We’re not trying to become digital nomad millionaires, I mean 5 figures a month would be great! We’re not building a YouTube empire or chasing brand deals. We’re not positioning this as some aspirational lifestyle that scales to thousands of followers. (Though it might do) We’re not collecting passport stamps for Instagram…We hate this.

We’re just funding a season of our lives. That’s it. For us, right now, trading security for experience makes sense. But we’re not evangelising it as the answer to everything. We’re not pretending it’s easy (It isn’t) We’re not suggesting everyone should do it or that you can do it indefinitely. 
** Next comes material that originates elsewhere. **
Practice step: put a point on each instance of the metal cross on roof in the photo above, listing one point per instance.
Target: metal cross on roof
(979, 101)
This works for us because we have specific skills, a specific risk tolerance, and specific family circumstances. Other families have different needs, different constraints, and different valid priorities. Long-term travel isn’t inherently better than stability. It’s just a choice we made, with full knowledge of the trade-offs.

Our long term plan is to base and relocate in one of the countries we have travelled, we see this as a way to also reserach places and see what suits our life and family.

Final Thoughts: It's Maths, Not Magic

Long-term family travel isn’t magic. It’s not a dream lifestyle that’s only available to the wealthy. But it’s also not some hack that anyone can do with a laptop and determination.

It’s maths. It’s priorities. It’s accepting trade-offs. It’s building income before you leave. It’s saving deliberately. It’s cutting things other people wouldn’t. It’s being comfortable with financial tightness. It’s risk tolerance and the ability to solve problems.

For us, this works for now. It won’t work forever. In another year or so, we’ll probably be home buidling on our next stage of life to rent multiple properties and reolocate by the sea with our coffee shop. We’ll look back and think about what we’d do differently. But we’ll also have the experience, and the memories, and the knowledge that our family made it work for a season of our lives, on real money, without pretending it was easy.

If you’re wondering whether this is possible for your family, the honest answer is: maybe. If you have remote income potential, if you can save for a year, if you’re comfortable with tight living, if you understand the risks and can ignore friends and families negative comments initially, then yes, it’s possible. But it’s not easy, and it’s not guaranteed. It’s just a choice you have to decide to make anyway, knowing it won’t be perfect.